Detecting 'binary' in a variable

by kirbyk (Friar)
on Jul 05, 2005 at 17:39 UTC
kirbyk has asked for the wisdom of the Perl Monks concerning the following question:

I have an application running under Apache/Mod-perl where a user can upload a csv file. The file gets uploaded, and sits in a perl variable, eventually to be loaded into an Oracle CLOB.

I want to detect if the file they've uploaded is binary or text only, and give the user a helpful error message. (Like, if they upload a .xls file.) Note that the file never exists on a filesystem, so I can't use any unix tricks (and I don't want to write out a temp file.)

I figure I can go character-by-character in a loop and look at the ascii values, but that seems horribly inefficient. Is there a quick regex that could do this check? I'm not worried about Unicode characters, but it'd be nice if extended ascii characters through, say, 165 (to get all the accented characters.)

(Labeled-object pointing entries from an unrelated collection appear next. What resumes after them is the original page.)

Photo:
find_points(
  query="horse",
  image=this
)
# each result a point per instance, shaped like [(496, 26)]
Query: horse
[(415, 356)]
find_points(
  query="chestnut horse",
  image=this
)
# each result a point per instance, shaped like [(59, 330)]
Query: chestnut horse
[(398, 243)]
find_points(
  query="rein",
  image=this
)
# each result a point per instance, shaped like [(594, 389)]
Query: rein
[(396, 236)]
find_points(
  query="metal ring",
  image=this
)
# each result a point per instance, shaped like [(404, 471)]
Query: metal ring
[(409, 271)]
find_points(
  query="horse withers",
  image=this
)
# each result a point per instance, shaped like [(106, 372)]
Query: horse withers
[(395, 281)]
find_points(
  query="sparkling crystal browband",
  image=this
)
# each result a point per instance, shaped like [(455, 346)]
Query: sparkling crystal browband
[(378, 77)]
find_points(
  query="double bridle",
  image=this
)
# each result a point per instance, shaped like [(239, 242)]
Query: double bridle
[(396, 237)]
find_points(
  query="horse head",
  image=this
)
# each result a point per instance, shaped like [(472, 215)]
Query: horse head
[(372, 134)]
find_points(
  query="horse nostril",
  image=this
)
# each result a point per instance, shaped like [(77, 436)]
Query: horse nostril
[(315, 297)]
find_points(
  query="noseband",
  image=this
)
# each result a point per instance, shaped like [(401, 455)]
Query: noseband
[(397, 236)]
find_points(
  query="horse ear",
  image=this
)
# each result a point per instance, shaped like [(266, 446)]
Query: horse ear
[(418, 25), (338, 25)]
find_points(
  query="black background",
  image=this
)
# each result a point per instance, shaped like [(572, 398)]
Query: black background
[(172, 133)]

Re: Detecting 'binary' in a variable
by Transient (Hermit) on Jul 05, 2005 at 17:49 UTC
    would a simple if ( $file =~ /[^\x00-\xA5]/ ) { # binary } else { #text } suffice?

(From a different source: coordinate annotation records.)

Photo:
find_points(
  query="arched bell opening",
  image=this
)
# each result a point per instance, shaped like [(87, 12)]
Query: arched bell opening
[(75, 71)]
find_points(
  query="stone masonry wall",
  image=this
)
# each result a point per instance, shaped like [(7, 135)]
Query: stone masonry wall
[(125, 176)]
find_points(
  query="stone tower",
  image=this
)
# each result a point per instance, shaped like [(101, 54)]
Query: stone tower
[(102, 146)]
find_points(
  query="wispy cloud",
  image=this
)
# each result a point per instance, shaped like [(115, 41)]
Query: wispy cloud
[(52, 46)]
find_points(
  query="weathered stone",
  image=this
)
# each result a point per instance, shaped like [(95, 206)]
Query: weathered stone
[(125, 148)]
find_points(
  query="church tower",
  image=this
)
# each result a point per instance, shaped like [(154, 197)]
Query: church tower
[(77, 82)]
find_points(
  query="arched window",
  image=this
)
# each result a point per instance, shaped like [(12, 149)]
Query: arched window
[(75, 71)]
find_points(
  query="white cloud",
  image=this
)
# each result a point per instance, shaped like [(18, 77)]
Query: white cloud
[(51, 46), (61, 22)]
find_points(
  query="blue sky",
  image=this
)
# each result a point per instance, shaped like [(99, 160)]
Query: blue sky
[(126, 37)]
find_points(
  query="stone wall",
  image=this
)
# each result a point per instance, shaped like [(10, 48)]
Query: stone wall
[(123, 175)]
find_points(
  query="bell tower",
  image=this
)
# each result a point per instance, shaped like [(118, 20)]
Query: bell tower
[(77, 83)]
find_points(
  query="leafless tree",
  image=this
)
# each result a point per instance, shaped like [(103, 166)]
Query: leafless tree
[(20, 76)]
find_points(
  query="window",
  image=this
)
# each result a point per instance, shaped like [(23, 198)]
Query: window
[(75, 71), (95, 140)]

    Update: Also looks like there's a CGI::UploadEasy method "fileinfo" (in case you're using or could use that module)

      Not always

      $ perl -le '{local$/; $_=<>;}print /^[\x00-\xA5]/ ? "binary" : "text" +' \ /mnt/win/WINDOWS/system32/ text
        That's correct, but that's not the same regexp:

      Thanks, that regex does the trick.

Re: Detecting 'binary' in a variable
by brian_d_foy (Abbot) on Jul 05, 2005 at 18:01 UTC

    In Perl 5.8, you can open a virtual filehandle on a scalar reference. That might do the trick for you. If you are using an older perl, Tie::Handle::ToMemory does the same thing. You could then use the file test operators, or something like File::Magic. If that doesn't work for you, you can try to match a specific signature for an Excel file (or whatever you might get) with what you see in the uploaded data, but that's a lot more work.

    Good luck!